I would think very carefully about putting it in a trust. If you don't they could get to 18 and make very different choices than you would like them to make with what to spend the money on.

craftymadam · 30/04/2022 22:02

@Hellocatshome this is exactly my worry that they'll want to do something with the money that is potentially not what my DPs would want them to do with it... 18 year olds can do daft things and £50k is a lot of money!
We have always taught them about finances and the importance of being financially sensible etc. They know that they have ISAs and that we started pensions when they were born and we openly discuss these with them. We'd like to protect the money as much as we can, a trust sounds like a good option.

OP posts:
BarbaraofSeville · 01/05/2022 05:48

For the 15 YO it's too short a term for an investment product, as you'll need to start using the money in 2-3 years. You could look at a 2 year fixed term savings product, which should pay more than instant access or PBs unless you are really lucky.

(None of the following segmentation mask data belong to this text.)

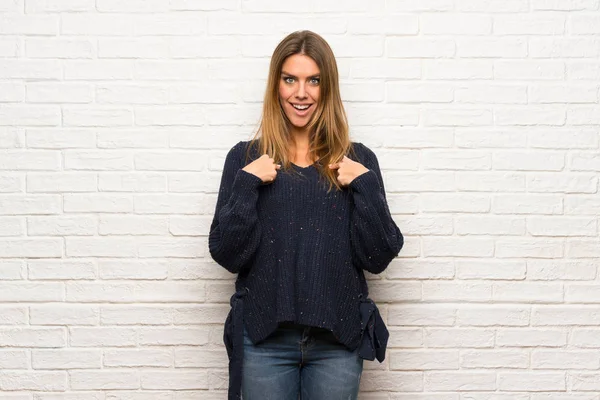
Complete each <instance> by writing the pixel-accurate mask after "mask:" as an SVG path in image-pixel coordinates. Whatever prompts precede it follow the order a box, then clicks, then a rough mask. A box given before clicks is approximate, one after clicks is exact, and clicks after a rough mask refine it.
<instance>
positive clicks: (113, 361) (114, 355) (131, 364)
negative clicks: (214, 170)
mask: <svg viewBox="0 0 600 400" xmlns="http://www.w3.org/2000/svg"><path fill="white" fill-rule="evenodd" d="M225 356H226V355H225ZM102 358H103V362H102V363H103V365H104V366H105V367H171V366H173V352H172V351H171V350H159V349H139V350H129V349H117V350H105V351H104V352H103V357H102ZM169 389H170V388H169Z"/></svg>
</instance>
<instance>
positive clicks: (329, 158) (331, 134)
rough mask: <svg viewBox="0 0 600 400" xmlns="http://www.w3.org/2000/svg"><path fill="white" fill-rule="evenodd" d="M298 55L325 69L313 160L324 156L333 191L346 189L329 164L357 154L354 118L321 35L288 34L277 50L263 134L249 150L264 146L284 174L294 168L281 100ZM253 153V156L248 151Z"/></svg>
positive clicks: (270, 72)
mask: <svg viewBox="0 0 600 400" xmlns="http://www.w3.org/2000/svg"><path fill="white" fill-rule="evenodd" d="M294 54H302V55H306V56H308V57H310V58H312V59H313V60H314V61H315V63H316V64H317V66H318V67H319V71H320V84H319V85H320V94H319V101H318V104H317V108H316V109H315V112H314V113H313V115H312V117H311V119H310V121H309V122H308V124H307V129H308V131H309V132H310V134H309V157H310V159H312V160H316V159H317V158H318V163H316V164H315V165H316V166H317V167H318V170H319V173H320V174H321V176H322V177H323V178H325V179H326V180H328V181H329V190H331V188H332V187H333V186H335V187H336V188H337V189H338V190H339V189H341V186H340V184H339V182H338V181H337V178H336V173H337V172H336V170H333V169H330V168H329V167H328V165H329V164H330V163H335V162H338V161H341V160H342V158H343V156H344V155H348V153H349V152H350V151H352V153H354V151H353V149H352V146H351V141H350V136H349V132H348V130H349V128H348V119H347V116H346V112H345V110H344V105H343V104H342V99H341V96H340V88H339V74H338V69H337V63H336V60H335V56H334V55H333V51H332V50H331V47H329V44H327V42H326V41H325V39H323V38H322V37H321V36H319V35H318V34H316V33H314V32H311V31H307V30H303V31H296V32H293V33H291V34H289V35H288V36H286V37H285V38H284V39H283V40H282V41H281V42H280V43H279V44H278V45H277V47H276V48H275V51H274V52H273V55H272V57H271V63H270V66H269V76H268V79H267V88H266V91H265V97H264V102H263V111H262V116H261V120H260V123H259V126H258V130H257V132H256V134H255V135H254V138H253V139H252V140H251V142H250V146H249V148H248V150H249V151H250V149H252V148H253V147H254V144H255V143H257V144H258V150H259V152H260V154H268V155H269V156H270V157H272V158H273V159H274V160H275V162H276V163H278V164H281V166H282V169H283V170H290V169H291V160H290V157H289V154H290V143H291V127H290V122H289V121H288V120H287V118H286V116H285V112H284V110H283V108H282V106H281V103H280V101H279V85H280V80H281V69H282V66H283V64H284V62H285V60H286V59H287V58H288V57H289V56H292V55H294ZM248 154H249V152H248Z"/></svg>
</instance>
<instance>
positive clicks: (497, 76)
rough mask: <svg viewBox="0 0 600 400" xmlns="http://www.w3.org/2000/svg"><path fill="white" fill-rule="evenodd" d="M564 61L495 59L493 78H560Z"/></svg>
mask: <svg viewBox="0 0 600 400" xmlns="http://www.w3.org/2000/svg"><path fill="white" fill-rule="evenodd" d="M564 77H565V63H564V62H563V61H559V60H552V61H549V60H532V61H529V60H527V61H525V60H496V61H494V78H495V79H498V80H504V79H506V80H526V81H530V80H561V79H564Z"/></svg>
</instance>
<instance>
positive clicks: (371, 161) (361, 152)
mask: <svg viewBox="0 0 600 400" xmlns="http://www.w3.org/2000/svg"><path fill="white" fill-rule="evenodd" d="M352 151H353V152H354V154H355V155H356V158H357V160H356V161H358V162H360V163H361V164H363V165H364V166H366V167H367V168H368V166H367V164H368V165H372V164H373V163H374V162H375V163H377V155H376V154H375V152H374V151H373V150H371V149H370V148H369V147H367V145H365V144H364V143H362V142H352Z"/></svg>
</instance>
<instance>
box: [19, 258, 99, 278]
mask: <svg viewBox="0 0 600 400" xmlns="http://www.w3.org/2000/svg"><path fill="white" fill-rule="evenodd" d="M27 271H28V275H27V277H28V278H29V279H30V280H80V279H95V278H96V266H95V265H94V262H93V261H85V260H82V261H74V260H44V259H41V260H29V261H28V263H27Z"/></svg>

For the younger ones, a low risk tracker fund might be the way to go and you could always spread the risk by putting the money in a mix of PBs, tracker fund including ISAs if they have the allowance and fixed term savings, then if the market is down when the oldest one needs the money, you might be able to 'borrow'/swap around the money and take the cash savings instead.

Obviously need to take into account tax rules and it's definitely worth taking advice as to what they are, even if it's just reading the HMRC website, rather than relying on the accuracy and completeness of what is posted on here.